Soon a second party of 35 soldiers, woodsmen and Indian guides slashed through to the spot, while Navy planes dropped food, medicine, plasma and sleeping bags.

Help from the Army. Most of the passengers were too badly hurt to be carried through the bush to nearby Wolf Lake, where PBY planes were waiting. And no plane could land closer. Only helicopters could do the trick, and the nearest helicopters were 1,175 miles away in the U.S. At Elizabeth City, N.C., the Army dismantled a helicopter, flew the parts to New York. Another helicopter was waiting at LaGuardia Field. Both were loaded into C-54s and flown to Gander, reassembled.

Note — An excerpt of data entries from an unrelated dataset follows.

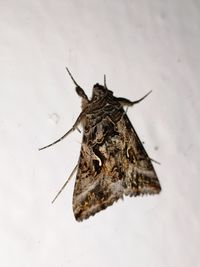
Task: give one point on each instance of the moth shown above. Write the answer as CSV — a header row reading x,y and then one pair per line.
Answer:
x,y
113,162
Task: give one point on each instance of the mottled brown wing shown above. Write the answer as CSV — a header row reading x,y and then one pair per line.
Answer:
x,y
117,165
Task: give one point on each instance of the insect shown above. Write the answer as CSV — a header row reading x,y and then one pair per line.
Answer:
x,y
113,162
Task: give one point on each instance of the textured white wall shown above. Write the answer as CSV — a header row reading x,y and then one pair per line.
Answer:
x,y
140,45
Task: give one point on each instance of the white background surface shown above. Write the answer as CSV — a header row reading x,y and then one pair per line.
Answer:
x,y
139,45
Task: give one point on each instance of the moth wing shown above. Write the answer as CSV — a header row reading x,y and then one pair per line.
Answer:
x,y
114,166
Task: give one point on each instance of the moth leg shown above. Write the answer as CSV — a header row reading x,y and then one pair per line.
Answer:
x,y
74,127
127,102
65,183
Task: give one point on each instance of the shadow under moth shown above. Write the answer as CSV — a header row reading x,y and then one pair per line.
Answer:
x,y
112,161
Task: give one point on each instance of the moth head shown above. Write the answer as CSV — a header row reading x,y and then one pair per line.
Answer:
x,y
99,92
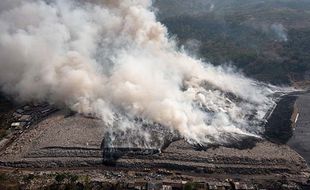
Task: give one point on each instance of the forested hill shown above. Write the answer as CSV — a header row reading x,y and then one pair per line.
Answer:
x,y
268,40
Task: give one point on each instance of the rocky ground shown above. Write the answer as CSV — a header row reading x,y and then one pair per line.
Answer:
x,y
300,140
76,142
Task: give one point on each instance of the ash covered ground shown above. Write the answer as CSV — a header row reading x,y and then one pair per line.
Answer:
x,y
67,142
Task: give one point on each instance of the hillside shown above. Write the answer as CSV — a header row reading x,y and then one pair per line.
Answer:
x,y
267,40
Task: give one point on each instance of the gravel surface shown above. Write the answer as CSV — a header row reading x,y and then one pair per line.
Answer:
x,y
301,138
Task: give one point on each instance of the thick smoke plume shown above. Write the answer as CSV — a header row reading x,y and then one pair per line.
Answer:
x,y
113,60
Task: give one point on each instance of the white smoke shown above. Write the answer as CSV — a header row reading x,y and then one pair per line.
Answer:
x,y
113,60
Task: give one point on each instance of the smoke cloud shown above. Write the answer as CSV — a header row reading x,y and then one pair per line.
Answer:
x,y
111,59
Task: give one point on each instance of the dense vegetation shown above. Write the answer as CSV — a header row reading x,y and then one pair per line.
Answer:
x,y
267,40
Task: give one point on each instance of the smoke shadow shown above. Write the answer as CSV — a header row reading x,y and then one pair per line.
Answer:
x,y
242,143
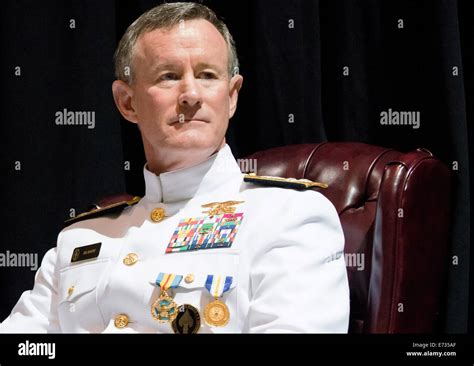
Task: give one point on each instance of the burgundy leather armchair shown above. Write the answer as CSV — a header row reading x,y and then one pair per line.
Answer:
x,y
395,212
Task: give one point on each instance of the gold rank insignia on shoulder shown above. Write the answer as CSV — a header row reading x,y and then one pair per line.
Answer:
x,y
294,183
97,212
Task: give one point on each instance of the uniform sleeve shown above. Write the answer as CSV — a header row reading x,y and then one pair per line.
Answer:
x,y
36,310
298,278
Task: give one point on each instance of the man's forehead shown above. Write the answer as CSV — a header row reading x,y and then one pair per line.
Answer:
x,y
196,36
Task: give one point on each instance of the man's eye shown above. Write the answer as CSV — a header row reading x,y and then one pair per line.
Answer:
x,y
207,75
169,76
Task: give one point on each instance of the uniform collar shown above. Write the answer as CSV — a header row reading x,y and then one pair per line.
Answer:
x,y
184,184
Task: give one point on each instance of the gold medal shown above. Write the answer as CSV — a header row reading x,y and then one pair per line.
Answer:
x,y
188,320
164,309
216,313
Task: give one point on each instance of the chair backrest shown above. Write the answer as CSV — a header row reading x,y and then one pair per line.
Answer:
x,y
395,212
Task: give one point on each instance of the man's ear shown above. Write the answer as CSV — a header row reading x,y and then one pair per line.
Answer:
x,y
235,85
123,94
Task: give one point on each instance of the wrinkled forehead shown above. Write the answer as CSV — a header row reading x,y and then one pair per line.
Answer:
x,y
195,40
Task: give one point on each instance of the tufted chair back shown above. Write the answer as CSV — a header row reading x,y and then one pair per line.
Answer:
x,y
395,212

In their burned clearing the first rescue party and the survivors, chilled by cold and rain, waited for the helicopters. Ruth Henderson, a New York Girl Scout executive, gave banjo imitations. Stewardess Jeanne Rook hobbled about, passing out medicines. For New York songwriter Rudy Revil, weeping over his badly burned hands, soldiers raked through the wreckage till they found his latest composition.

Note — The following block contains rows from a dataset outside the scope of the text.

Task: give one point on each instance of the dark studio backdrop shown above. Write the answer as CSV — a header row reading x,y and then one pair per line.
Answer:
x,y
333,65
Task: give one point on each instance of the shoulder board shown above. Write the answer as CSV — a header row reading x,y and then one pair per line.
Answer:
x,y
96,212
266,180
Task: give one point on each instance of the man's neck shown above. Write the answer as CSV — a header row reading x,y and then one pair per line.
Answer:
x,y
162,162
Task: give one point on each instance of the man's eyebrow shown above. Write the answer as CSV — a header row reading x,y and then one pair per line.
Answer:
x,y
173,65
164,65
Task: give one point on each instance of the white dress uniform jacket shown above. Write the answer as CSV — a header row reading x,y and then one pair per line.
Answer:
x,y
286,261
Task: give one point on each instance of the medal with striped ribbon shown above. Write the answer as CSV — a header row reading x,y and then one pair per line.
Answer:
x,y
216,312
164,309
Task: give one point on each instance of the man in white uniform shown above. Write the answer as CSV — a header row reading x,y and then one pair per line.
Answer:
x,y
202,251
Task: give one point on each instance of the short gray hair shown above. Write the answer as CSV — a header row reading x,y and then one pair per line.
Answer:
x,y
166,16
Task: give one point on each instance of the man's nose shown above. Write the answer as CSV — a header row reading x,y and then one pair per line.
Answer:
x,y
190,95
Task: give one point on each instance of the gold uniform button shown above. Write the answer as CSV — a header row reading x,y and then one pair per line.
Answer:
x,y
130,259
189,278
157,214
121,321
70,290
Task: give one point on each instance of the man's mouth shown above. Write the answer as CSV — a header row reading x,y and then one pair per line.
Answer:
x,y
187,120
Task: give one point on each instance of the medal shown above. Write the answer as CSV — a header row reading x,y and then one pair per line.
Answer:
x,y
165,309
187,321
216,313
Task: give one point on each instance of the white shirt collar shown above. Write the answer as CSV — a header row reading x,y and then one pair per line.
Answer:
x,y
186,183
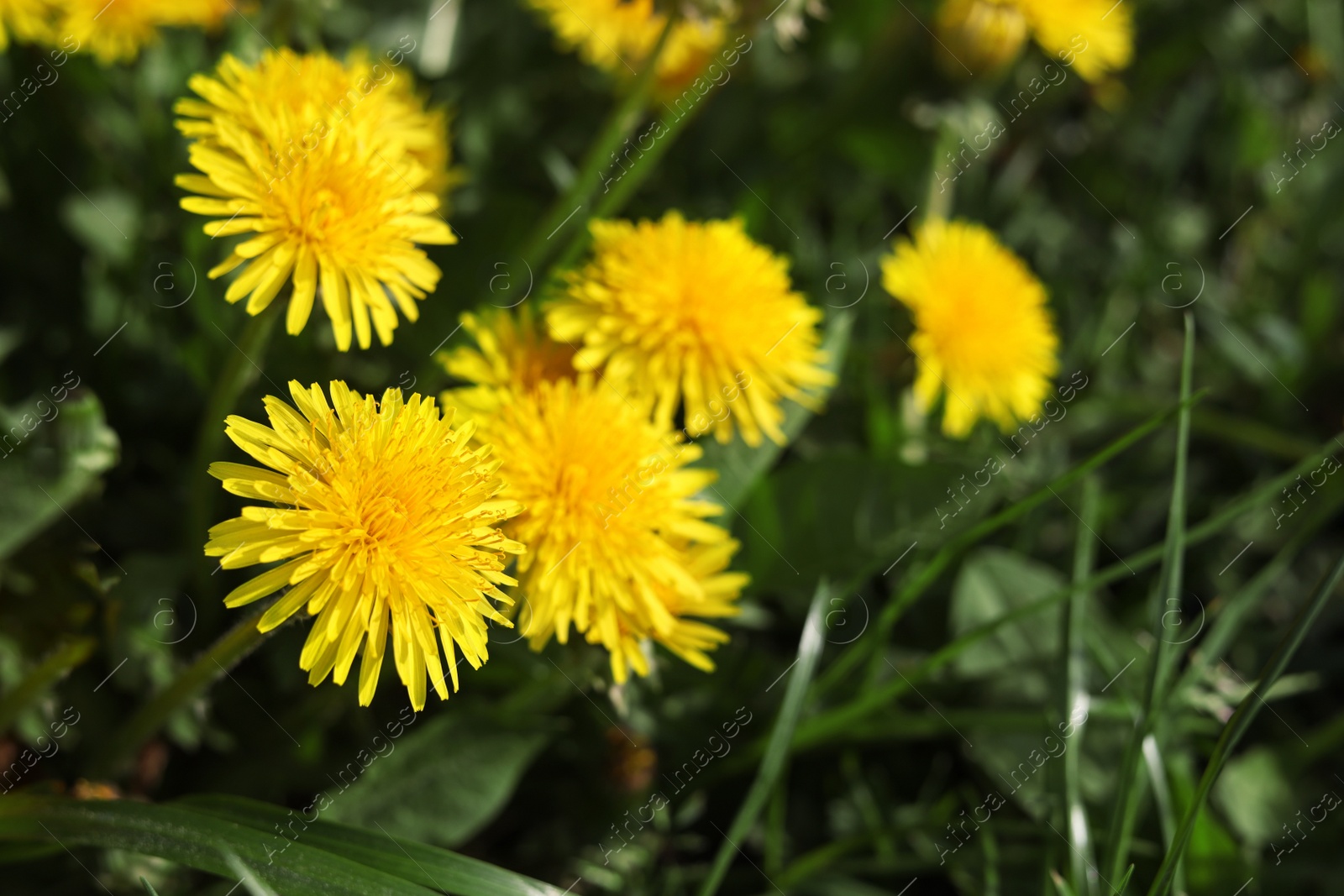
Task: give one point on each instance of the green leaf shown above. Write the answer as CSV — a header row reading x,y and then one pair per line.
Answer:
x,y
441,783
738,464
47,465
217,833
1254,795
412,862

Three days after the crash the first of the helicopters dropped down out of the sky. Even a helicopter could not land on the muskeg. While the helicopter hovered a Navy PBY dropped a load of planks. Then the helicopter fluttered down on an improvised platform. The survivors, in basket stretchers, were lashed to the undercarriage of the helicopters, flown to the PBYs waiting on. Wolf Lake. The PBYs flew them to the hospital in Gander.

Back & forth, between plateau and lake, the helicopters hopped. Back & forth from lake to Gander the PBYs flew. The shuttle functioned without a flaw—till the very end. Then the PBY bringing out Jeanne Perier, 16, and her brother Etienne, 14 (their mother and sister were killed), blew a tire as it settled on the runway. “What was that?” cried Jeanne. “Just a tire blowing,” answered a flyer.

Whimpered Jeanne: “Just a tire this time, just a wing next time.”

By noon next day, some 80 hours after the crash, the survivors were all in the hospital. The dead were buried in the wilderness beside the wrecked plane.